A binary series data class that represents a single column of RAW or BLOB database data types.

oml.Float

A numeric series data class that represents a single column of NUMBER, BINARY_DOUBLE, or BINARY_FLOAT database data types.

oml.String

A character series data class that represents a single column of VARCHAR2, CHAR, or CLOB database data types.

oml.DataFrame

A tabular DataFrame class that represents multiple columns of oml.Boolean, oml.Bytes, oml.Float, and oml.String data.

oml.Integer A data class that represents a single column of NUMBER(*,0) data in the database.
oml.Datetime

A series date class that represents a single column of TIMESTAMP or TIMESTAMP WITH TIME ZONE in Oracle Database. oml.Timezone A time class that is used with oml.Datetime to support TIME STAMP WITH TIME ZONE. oml.Timedelta A time class that represents a single column series of differences between two dates or times, or INTERVAL DAY TO SECOND in Oracle Database.

oml.Timezone A time class that is used with oml.Datetime to support TIME STAMP WITH TIME ZONE.
oml.Timedelta A time class that represents a single column series of differences between two dates or times, or INTERVAL DAY TO SECOND in Oracle Database.

The following table lists the mappings of Python data types for both the reading and writing of data between Python and the database.

Table 1-3 Python and SQL Data Type Equivalencies

Database Read Python Data Types Database Write

N/A

Bool

If oranumber == True, then NUMBER (the default), else BINARY_DOUBLE.

BLOB

RAW

bytes

BLOB

RAW

BINARY_DOUBLE

BINARY_FLOAT

NUMBER

float

If oranumber == True, then NUMBER (the default), else BINARY_DOUBLE.

CHAR

CLOB

VARCHAR2

str

CHAR

CLOB

VARCHAR2

NUMBER(*,0) int NUMBER(*,0)
TIMESTAMP or TIMESTAMP WITH TIME ZONE datetime.datetime TIMESTAMP or TIMESTAMP WITH TIME ZONE
TIMESTAMP WITH TIME ZONE datetime.timezone TIMESTAMP WITH TIME ZONE
INTERVAL DAY TO SECOND datetime.timedelta INTERVAL DAY TO SECOND

1.4 About the Python Components and Libraries in OML4Py

OML4Py requires an installation of Python, the specified Python libraries, as well as the OML4Py components.

  • In Oracle Autonomous Database, OML4Py is already installed.

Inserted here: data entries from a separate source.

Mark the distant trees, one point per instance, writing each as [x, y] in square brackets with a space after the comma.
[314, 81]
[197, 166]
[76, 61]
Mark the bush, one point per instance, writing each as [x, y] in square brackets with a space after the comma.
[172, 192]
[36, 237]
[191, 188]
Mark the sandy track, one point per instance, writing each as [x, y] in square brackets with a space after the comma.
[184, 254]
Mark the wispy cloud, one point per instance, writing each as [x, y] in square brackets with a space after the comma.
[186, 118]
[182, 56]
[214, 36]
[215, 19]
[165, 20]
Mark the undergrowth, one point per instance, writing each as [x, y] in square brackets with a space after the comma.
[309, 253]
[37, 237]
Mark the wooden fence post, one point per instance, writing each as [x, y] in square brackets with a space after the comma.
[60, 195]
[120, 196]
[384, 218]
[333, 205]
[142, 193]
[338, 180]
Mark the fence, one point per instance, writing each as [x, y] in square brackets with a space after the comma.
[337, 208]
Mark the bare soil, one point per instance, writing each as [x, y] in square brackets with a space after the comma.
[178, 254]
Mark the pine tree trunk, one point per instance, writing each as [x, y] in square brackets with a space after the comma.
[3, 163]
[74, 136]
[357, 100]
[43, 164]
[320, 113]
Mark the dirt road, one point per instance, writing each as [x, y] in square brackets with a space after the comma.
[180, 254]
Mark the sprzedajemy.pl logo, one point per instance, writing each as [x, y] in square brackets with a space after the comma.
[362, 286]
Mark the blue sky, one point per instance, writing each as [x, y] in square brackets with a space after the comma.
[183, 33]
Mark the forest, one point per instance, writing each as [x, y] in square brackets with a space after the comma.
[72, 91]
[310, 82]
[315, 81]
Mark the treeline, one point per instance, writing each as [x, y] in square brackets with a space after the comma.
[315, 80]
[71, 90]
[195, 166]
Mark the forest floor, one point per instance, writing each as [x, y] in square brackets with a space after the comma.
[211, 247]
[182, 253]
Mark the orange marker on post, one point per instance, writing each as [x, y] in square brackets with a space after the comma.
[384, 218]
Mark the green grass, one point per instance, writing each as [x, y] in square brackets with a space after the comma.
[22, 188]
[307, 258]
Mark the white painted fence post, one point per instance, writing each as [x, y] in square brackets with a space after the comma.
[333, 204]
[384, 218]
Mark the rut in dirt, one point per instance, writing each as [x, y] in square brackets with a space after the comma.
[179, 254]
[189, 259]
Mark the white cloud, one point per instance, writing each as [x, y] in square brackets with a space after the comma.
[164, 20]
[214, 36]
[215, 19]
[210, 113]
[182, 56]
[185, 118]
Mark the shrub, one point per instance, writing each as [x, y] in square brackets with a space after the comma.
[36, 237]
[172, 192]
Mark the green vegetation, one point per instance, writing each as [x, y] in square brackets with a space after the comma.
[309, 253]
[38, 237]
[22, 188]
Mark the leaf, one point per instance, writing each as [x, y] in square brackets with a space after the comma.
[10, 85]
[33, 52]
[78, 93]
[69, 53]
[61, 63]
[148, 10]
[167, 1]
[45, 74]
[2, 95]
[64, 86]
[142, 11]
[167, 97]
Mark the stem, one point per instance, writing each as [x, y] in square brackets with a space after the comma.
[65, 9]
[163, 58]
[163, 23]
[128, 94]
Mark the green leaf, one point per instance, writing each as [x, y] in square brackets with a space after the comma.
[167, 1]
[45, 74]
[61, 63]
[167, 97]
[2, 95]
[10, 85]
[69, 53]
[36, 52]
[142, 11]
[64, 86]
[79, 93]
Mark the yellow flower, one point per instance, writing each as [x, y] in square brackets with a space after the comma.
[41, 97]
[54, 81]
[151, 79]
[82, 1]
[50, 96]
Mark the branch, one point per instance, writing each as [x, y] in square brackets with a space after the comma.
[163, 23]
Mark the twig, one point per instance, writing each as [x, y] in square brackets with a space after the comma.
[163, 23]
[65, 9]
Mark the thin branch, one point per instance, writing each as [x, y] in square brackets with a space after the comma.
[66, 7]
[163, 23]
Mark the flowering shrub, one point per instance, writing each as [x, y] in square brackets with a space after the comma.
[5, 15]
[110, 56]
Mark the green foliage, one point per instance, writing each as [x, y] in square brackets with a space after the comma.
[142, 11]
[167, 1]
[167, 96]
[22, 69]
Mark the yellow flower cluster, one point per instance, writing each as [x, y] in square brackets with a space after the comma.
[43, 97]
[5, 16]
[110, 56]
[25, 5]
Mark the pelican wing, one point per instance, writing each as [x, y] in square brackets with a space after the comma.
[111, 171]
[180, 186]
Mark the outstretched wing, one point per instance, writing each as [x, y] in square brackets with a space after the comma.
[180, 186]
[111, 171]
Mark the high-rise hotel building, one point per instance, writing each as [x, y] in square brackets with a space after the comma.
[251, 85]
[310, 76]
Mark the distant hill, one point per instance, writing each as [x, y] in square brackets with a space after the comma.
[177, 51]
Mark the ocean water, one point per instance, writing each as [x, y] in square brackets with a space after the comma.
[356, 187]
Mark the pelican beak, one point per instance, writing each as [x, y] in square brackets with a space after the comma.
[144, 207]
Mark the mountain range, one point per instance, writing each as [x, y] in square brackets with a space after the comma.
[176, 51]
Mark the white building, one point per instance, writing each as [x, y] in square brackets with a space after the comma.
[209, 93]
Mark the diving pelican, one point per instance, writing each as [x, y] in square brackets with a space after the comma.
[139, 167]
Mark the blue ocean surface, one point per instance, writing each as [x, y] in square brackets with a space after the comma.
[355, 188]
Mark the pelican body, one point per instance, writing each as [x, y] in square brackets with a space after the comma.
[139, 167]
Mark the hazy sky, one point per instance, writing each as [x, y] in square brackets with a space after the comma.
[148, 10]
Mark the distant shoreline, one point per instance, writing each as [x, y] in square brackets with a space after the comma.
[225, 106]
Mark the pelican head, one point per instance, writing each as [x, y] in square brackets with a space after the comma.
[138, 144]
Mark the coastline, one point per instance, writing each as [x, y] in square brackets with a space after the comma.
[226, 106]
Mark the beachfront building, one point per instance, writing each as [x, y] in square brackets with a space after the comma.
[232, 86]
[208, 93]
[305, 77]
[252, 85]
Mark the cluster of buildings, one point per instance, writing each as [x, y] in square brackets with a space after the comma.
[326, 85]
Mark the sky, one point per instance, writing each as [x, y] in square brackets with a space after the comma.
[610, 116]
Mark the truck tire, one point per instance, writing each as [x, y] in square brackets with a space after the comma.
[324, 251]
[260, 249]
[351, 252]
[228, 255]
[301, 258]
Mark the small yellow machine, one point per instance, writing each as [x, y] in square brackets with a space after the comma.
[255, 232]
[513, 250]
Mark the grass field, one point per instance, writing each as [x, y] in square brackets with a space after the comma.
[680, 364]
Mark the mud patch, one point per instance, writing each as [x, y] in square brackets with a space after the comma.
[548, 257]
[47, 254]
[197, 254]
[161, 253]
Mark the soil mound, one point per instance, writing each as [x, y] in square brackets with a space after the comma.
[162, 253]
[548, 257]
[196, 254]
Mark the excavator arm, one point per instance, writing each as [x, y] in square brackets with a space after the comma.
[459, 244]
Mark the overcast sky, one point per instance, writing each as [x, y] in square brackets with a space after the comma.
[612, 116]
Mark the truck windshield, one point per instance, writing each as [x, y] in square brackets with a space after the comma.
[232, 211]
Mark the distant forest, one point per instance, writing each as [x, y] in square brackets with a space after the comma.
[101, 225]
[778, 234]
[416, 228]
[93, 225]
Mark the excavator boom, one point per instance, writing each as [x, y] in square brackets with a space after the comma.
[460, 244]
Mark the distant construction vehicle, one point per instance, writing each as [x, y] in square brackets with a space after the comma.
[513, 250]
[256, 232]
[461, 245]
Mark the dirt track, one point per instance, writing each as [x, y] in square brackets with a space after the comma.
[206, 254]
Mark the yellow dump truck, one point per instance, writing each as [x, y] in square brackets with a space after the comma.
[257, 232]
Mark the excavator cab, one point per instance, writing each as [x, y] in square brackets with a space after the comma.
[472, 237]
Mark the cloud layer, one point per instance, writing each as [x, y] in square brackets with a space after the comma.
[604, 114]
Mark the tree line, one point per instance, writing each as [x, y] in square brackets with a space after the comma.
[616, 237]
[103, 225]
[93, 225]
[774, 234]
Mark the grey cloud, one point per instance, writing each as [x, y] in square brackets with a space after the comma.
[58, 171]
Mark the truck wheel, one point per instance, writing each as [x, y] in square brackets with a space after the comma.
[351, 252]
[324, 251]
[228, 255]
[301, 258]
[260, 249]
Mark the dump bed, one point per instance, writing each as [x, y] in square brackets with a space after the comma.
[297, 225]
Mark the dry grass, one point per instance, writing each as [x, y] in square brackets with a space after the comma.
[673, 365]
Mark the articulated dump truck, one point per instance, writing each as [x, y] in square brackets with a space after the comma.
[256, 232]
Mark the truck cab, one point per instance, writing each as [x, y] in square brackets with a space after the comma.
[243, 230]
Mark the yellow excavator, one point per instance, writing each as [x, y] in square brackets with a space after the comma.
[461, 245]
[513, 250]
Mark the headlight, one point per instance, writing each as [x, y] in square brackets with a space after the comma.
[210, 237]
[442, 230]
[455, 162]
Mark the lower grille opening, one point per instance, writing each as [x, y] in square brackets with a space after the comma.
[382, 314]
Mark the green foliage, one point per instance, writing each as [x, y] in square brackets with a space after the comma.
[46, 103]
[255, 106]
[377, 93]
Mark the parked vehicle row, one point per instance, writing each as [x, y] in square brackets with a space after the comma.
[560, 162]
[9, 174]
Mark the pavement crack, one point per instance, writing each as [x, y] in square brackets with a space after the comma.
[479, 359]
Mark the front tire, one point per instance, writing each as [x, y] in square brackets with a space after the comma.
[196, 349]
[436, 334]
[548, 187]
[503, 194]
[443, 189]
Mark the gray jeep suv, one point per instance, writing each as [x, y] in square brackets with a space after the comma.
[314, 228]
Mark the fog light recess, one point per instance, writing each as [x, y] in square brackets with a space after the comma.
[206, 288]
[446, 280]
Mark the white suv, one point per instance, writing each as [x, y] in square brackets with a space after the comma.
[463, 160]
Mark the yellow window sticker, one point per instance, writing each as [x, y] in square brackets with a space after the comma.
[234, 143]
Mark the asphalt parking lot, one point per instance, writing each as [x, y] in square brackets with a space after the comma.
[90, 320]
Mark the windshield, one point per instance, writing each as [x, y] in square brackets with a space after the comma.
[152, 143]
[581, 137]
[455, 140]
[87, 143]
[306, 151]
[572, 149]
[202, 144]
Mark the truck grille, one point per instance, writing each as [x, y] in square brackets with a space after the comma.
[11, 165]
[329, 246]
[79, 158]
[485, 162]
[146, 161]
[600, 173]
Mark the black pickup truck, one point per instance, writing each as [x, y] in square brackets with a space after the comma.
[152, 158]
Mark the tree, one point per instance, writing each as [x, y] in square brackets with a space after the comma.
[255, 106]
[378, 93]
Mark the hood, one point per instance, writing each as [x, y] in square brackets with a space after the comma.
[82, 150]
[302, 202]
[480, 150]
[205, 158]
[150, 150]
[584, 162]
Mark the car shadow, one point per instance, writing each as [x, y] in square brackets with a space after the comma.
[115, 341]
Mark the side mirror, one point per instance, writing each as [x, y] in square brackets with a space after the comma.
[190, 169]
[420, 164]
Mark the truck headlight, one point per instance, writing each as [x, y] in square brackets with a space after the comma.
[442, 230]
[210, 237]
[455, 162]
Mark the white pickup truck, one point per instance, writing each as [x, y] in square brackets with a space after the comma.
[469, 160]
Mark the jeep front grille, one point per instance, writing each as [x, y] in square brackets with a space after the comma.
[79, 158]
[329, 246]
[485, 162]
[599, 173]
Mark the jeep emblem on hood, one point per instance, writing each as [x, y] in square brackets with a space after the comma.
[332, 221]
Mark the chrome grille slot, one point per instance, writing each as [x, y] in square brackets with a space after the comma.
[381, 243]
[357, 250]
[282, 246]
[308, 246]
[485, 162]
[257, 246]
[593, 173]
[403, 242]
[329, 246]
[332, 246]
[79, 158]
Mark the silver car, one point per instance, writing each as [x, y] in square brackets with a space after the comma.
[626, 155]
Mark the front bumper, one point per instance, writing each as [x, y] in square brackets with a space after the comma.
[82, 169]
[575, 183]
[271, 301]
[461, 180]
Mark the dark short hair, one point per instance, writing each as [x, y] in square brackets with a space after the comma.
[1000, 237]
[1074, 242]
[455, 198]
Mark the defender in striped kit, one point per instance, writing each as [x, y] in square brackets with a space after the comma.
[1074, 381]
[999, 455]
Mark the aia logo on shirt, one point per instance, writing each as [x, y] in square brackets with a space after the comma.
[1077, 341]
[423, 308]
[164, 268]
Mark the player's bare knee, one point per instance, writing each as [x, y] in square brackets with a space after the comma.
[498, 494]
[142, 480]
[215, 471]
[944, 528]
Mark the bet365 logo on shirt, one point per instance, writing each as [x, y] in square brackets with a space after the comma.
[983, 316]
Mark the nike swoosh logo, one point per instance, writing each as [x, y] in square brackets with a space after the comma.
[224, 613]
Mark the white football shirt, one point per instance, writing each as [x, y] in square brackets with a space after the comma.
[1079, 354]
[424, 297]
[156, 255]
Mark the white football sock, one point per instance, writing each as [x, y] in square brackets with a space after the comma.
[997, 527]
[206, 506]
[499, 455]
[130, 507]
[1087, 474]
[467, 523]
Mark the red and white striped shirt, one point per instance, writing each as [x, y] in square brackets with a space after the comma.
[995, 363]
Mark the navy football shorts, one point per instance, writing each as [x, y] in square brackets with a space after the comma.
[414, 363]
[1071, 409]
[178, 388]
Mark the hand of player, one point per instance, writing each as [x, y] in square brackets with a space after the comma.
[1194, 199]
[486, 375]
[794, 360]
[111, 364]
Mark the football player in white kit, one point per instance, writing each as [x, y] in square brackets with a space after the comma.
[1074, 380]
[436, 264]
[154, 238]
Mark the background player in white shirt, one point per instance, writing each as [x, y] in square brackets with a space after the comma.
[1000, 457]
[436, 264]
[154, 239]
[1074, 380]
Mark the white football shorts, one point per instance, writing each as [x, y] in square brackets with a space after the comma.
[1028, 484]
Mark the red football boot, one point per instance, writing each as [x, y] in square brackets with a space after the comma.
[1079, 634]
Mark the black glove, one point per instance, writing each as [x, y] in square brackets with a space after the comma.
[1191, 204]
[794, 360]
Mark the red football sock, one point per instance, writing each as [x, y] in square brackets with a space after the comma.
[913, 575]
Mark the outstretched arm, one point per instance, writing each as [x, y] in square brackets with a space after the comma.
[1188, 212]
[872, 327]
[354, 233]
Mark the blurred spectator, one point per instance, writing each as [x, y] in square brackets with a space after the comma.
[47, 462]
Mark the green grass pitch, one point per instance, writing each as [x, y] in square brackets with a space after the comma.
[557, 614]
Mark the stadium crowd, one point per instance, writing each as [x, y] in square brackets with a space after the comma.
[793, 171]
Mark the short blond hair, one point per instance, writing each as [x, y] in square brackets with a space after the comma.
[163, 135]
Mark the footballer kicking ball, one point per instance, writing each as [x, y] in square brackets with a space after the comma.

The OML4Py installation includes Python, additional required Python libraries, and the OML4Py server components. A Python interpreter is included with Oracle Machine Learning Notebooks in Autonomous Database.

  • You can install third-party Python libraries in a conda environment through a conda interpreter for use within OML Notebooks sessions and OML4Py embedded execution invocations.

Python Version in Current Release of OML4Py

The current release of OML4Py is based on Python 3.12.0.

This version is in the current release of Oracle Autonomous Database.

Required Python Libraries

The following Python libraries must be included.

  • oracledb 1.4.0
  • cycler 0.10.0
  • joblib 1.1.0
  • kiwisolver 1.1.0
  • matplotlib 3.7.2
  • numpy 1.26.0
  • pandas 2.1.1
  • Pillow-8.2.0
  • pyparsing 2.4.0
  • python-dateutil 2.8.1
  • pytz 2022.1
  • scikit-learn 1.2.1
  • scipy 1.11.3
  • six 1.13.0
  • threadpoolctl 3.1.0

All the above libraries are included with Python in the current release of Oracle Autonomous Database.